Infinite divisibility of Smith matrices

TL;DR

This paper investigates conditions under which certain matrices derived from arithmetical functions are infinitely divisible, extending previous results and providing new classes of such matrices through multiplicative functions and Dirichlet convolutions.

Contribution

It establishes new criteria for infinite divisibility of matrices constructed from arithmetical functions, including extensions to Dirichlet convolutions, broadening the class of known infinitely divisible matrices.

Findings

Matrices from multiplicative functions are infinitely divisible under certain conditions.

Extension of results to matrices involving Dirichlet convolutions.

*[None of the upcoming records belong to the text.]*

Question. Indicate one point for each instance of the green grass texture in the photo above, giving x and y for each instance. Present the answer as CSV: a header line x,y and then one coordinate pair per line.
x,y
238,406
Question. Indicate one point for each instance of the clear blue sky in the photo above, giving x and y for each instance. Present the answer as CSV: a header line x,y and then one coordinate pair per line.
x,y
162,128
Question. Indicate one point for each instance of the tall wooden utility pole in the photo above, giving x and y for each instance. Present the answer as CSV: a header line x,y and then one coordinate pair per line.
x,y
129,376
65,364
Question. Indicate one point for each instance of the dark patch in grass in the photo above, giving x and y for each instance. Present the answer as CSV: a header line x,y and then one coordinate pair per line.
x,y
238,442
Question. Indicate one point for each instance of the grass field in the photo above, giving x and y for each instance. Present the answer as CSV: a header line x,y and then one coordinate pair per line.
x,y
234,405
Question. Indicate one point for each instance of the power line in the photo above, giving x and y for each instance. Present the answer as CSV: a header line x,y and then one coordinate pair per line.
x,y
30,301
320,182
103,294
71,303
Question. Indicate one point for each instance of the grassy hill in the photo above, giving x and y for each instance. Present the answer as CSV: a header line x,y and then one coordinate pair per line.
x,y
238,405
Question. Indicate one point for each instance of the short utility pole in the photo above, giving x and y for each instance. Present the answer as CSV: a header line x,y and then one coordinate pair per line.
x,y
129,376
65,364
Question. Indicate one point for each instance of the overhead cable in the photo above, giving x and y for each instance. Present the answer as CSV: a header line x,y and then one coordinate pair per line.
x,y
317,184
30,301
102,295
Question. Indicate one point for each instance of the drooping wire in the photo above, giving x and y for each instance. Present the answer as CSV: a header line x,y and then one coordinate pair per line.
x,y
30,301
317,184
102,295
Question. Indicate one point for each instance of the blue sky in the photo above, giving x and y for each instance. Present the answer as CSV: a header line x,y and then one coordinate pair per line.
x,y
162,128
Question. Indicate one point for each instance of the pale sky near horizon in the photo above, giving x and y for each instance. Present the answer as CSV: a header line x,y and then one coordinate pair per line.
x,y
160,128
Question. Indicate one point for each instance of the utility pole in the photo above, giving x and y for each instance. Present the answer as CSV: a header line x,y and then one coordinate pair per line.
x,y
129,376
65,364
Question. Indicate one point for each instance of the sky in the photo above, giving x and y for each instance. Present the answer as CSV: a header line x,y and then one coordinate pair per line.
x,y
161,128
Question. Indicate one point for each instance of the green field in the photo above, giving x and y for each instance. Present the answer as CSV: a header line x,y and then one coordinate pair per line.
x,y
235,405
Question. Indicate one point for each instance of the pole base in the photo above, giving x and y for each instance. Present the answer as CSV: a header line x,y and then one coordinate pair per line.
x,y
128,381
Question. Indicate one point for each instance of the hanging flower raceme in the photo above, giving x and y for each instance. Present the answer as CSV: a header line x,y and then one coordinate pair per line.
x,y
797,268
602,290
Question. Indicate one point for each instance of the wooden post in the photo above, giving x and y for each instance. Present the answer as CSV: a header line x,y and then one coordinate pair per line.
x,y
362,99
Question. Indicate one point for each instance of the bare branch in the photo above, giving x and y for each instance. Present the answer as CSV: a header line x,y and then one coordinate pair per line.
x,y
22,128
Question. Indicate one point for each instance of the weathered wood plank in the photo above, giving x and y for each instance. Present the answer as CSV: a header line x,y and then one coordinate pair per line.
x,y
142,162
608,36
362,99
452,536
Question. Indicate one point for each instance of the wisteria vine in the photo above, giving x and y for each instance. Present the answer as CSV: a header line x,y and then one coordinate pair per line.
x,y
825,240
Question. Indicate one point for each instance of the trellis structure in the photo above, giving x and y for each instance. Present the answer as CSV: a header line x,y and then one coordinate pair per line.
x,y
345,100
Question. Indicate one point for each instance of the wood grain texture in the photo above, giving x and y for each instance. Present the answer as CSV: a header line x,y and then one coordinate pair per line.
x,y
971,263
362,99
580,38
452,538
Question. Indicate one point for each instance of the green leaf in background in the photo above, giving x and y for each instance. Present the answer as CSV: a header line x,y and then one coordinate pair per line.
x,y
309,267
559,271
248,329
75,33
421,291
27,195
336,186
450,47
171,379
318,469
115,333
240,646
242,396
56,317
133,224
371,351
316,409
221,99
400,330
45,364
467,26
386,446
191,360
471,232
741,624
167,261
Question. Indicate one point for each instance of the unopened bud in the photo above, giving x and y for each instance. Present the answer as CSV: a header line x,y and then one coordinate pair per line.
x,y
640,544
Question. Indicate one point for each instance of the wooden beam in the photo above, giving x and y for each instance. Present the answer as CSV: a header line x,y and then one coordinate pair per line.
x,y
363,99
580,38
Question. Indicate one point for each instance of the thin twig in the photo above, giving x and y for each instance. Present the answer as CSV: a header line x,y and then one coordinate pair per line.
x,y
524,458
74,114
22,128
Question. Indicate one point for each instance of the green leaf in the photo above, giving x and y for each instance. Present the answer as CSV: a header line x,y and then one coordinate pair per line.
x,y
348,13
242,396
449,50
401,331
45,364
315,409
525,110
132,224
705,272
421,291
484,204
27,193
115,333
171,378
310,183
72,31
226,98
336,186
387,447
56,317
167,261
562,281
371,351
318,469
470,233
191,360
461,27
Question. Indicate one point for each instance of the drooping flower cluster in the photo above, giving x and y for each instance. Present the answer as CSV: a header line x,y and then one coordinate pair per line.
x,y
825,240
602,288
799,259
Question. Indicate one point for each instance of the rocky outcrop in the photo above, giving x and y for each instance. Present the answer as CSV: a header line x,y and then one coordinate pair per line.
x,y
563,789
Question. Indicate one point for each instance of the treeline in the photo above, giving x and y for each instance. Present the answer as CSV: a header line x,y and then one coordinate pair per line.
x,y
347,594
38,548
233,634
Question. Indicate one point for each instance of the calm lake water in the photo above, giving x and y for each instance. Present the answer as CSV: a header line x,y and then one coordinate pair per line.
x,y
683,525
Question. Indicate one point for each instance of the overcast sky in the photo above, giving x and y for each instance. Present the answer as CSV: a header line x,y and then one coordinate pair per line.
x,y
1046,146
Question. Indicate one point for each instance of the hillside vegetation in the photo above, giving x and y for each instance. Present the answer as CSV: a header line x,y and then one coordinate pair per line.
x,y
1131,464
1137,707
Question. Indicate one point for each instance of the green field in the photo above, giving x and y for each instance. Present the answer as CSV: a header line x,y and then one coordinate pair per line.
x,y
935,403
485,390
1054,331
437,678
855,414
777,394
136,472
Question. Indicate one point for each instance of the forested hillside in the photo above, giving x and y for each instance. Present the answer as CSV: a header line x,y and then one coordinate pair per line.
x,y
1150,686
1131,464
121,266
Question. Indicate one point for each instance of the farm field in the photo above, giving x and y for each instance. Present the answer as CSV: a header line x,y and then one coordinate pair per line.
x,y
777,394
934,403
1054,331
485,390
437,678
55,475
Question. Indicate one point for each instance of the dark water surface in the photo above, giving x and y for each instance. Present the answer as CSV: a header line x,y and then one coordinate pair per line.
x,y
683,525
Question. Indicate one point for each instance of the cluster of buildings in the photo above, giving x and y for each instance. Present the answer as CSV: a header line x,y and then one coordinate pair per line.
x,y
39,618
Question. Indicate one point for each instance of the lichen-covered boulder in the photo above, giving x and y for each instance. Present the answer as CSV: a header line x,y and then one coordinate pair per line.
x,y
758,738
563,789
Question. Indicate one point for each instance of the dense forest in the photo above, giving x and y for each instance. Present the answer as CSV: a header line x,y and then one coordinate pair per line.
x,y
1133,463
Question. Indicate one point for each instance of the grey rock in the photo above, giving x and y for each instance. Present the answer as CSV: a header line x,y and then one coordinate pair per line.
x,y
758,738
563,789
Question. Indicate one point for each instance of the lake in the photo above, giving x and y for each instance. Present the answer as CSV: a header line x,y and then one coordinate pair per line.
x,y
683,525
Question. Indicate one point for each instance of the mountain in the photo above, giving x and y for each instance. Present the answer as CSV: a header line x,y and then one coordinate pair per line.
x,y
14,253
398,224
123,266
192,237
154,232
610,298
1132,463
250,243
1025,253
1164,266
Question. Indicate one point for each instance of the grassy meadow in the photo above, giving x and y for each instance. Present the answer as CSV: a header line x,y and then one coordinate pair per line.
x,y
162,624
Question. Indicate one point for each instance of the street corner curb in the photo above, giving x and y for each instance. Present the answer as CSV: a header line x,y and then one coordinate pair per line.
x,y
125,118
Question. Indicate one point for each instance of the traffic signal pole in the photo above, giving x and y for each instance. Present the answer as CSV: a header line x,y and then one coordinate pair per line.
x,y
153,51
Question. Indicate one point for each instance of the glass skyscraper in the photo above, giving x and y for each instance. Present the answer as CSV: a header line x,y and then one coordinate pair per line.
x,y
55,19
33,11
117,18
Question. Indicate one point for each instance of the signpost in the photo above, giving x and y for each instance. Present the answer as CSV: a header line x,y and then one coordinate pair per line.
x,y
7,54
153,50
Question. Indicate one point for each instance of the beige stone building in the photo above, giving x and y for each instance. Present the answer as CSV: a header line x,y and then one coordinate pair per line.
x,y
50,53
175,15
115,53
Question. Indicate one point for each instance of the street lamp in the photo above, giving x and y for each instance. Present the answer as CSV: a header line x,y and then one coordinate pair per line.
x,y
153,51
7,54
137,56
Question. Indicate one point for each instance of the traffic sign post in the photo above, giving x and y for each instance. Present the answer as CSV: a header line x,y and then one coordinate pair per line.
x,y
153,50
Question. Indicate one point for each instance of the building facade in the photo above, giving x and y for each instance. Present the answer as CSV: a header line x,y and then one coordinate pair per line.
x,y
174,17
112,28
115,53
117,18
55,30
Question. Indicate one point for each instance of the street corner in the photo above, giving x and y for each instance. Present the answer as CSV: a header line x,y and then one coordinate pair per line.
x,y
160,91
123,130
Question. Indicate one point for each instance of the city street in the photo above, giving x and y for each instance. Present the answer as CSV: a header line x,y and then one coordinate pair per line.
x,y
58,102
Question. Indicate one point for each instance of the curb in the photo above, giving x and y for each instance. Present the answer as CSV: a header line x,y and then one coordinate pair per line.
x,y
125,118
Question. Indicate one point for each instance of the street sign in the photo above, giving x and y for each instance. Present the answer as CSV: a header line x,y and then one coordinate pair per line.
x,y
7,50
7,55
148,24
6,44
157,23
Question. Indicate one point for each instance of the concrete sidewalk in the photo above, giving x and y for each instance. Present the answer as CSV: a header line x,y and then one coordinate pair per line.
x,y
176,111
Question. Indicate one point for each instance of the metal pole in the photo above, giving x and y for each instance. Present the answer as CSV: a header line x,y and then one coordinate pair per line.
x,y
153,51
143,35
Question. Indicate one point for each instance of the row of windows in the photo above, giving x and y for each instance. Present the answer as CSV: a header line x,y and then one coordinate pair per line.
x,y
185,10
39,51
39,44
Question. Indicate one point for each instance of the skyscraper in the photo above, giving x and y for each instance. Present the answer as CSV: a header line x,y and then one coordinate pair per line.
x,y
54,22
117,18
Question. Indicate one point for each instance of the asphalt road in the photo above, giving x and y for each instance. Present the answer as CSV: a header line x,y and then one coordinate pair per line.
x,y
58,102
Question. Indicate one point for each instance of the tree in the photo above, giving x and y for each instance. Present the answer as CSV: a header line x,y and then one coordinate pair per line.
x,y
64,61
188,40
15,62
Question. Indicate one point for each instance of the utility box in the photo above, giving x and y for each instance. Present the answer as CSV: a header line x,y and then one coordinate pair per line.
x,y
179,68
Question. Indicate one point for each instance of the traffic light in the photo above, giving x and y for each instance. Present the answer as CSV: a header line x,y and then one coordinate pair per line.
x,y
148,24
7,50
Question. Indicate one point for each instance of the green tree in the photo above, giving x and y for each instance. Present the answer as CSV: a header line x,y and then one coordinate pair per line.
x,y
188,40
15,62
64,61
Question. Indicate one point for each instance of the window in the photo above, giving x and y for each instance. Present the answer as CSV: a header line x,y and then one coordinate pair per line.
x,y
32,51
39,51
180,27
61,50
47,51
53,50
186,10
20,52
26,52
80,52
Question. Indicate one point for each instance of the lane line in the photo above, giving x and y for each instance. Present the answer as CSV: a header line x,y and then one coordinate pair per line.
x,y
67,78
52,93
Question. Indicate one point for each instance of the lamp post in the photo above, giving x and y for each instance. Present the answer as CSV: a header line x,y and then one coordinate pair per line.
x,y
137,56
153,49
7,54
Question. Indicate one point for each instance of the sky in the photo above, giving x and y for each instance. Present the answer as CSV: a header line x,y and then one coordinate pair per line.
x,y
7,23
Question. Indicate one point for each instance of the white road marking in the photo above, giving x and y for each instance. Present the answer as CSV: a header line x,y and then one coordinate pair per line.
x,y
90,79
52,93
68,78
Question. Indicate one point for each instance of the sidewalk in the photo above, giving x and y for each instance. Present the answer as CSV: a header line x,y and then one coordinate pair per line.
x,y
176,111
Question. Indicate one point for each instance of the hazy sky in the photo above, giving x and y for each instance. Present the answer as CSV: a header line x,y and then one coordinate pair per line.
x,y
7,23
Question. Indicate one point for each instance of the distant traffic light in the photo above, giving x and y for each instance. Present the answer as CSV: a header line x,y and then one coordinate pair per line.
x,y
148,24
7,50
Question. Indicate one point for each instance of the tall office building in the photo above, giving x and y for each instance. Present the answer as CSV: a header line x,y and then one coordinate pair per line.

Provides numerous new examples of infinitely divisible matrices.

Abstract

Given an arithmetical function $f$, by $f(a, b)$ and $f[a, b]$ we denote the function $f$ evaluated at the greatest common divisor $(a, b)$ of positive integers $a$ and $b$ and evaluated at the least common multiple $[a, b]$ respectively. A positive semi-definite matrix $A=(a_{ij})$ with $a_{ij}\ge 0$ for all $i$ and $j$ is called infinitely divisible if the fractional Hadamard power $A^{\circ r}=(a_{ij}^r)$ is positive semi-definite for every nonnegative real number $r$. Let $S=\{x_1, ..., x_n\}$ be a set of $n$ distinct positive integers. In this paper, we show that if $f$ is a multiplicative function such that $(f*\mu)(d)\ge 0$ whenever $d|x$ for any $x\in S$, then the $n\times n$ matrices $(f(x_i, x_j))$, $(\frac{1}{f[x_i, x_j]})$ and $(\frac{f(x_i, x_j)}{f[x_i, x_j]})$ are infinitely divisible. Finally we extend these results to the Dirichlet convolution case which produces infinitely many examples of infinitely divisible matrices. Our results extend the results obtained previously by Bourque, Ligh, Bhatia, Hong, Lee, Lindqvist and Seip.